Hi Beth. My mom used to make big loaves like those. I've got some whack decease now. So I can't have bread anymore but I will run it by my wife. She's figured out how to do a lot to get around the gluten that I'm allergic to.

Michelle Brunner said...

Amazing! My mom used to make homemade bread..the smell was so GOOD! These look just beautiful, you did a great job!

Lynn said...

I would be curious how the whole wheat turns out. I have used the regular recipe with part whole wheat, but I have never made 100% whole wheat. Thanks for stopping by my blog.

Kerri said...

Totally off topic but when I read the title to your post I thought it said New Book New Hubby! LOL

C. Beth said...

Lyndsay--I admit to having a carb addiction myself. That's why I had to try the whole wheat--healthy carbs are great; it's all that white flour that is pretty junky.

Chris--Gluten allergy--ugh!! FYI, the CrockPot Lady's blog has TONS of gluten-free recipe; her son has a gluten allergy.

Michelle--Thank you! Yes, the smell.... Mmm!

Lynn--The whole wheat turned out quite good. I used the 100% whole wheat recipe on page 76 (I think) of the book. I want to mess with it to give it more flavor, but it was a good, basic honey whole wheat bread.

Kerri--Ha! Gives me an idea for a future post.... Stay tuned.

Scriptor Senex said...

I got a bread machine for my birthday (£8 from an attic sale - not sure what that is in dollars but suffice it to say 'not a lot'). I love it. You can do all sorts of different recipes and vary the crust. As my son - the only other real bread eater in the family - likes that plastic supermarket stuff I thought I'd have the home made bread to myself but it's proved quite popular with my wife as well. I still make the odd loaf in the oven but I really do like the bread machine.

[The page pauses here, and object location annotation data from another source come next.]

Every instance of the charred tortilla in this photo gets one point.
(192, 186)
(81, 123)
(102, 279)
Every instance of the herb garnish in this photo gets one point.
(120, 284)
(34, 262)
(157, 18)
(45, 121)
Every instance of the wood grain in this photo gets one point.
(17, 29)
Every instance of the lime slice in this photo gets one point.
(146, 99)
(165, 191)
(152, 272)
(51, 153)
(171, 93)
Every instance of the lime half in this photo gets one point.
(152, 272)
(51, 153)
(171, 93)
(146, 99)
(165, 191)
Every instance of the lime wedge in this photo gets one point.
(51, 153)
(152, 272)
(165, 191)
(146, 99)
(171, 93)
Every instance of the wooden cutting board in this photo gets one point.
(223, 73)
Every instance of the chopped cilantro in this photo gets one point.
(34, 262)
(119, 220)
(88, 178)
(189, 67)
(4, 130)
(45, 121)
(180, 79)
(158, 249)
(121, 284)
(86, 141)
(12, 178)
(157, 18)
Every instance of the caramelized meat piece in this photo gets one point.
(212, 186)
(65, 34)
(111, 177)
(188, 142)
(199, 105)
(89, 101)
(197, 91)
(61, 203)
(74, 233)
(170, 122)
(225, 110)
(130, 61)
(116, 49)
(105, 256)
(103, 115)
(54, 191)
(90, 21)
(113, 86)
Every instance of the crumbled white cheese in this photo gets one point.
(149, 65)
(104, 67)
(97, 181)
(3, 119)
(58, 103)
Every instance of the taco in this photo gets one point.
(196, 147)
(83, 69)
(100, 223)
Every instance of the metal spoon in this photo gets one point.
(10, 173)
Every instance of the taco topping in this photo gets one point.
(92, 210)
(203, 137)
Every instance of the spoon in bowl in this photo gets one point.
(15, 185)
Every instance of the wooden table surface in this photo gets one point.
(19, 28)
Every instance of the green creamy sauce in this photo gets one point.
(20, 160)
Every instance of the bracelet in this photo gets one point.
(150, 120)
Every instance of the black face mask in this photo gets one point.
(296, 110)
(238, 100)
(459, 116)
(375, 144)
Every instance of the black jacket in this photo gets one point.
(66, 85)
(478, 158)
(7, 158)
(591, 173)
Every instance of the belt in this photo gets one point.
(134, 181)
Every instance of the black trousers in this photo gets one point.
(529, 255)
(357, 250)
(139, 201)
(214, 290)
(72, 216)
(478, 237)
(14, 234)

Each to their own, as the saying goes.

(I hope there was no food in the oven when the glass exploded!!)

Jeff Hertzberg said...

C Beth: I'm Jeff Hertzberg, one of the co-authors of Artisan Bread in Five Minutes a Day. I'm so glad our recipes are working well for you. Come visit us anytime at http://www.artisanbreadinfive.com, where you can post questions into any "Comments" field, or click on "Bread Questions" on the left side of the homepage and choose among the options.

Jeff Hertzberg
www.artisanbreadinfive.com
http://twitter.com/ArtisanBreadIn5

Chicago tribune video: http://us.macmillan.com/BookCustomPage.aspx?isbn=9780312362911&m_type=2&m_contentid=119255#video

Rachel said...

Fabulous! Thanks for blogging about it.

Sandi said...

I made it tonight but it didn't look nearly as pretty as yours'! I think I rushed it because I was hungry :-) but it was still great!

SurvivorBlessing said...

Oh, I know I am sooooo late! I have had the honor to try multiple breads made by your wonderful skillful hands! So I finally gave in and bought the book, bought the stone, and got baking! My hubby loves it and I do too. Thanks Beth.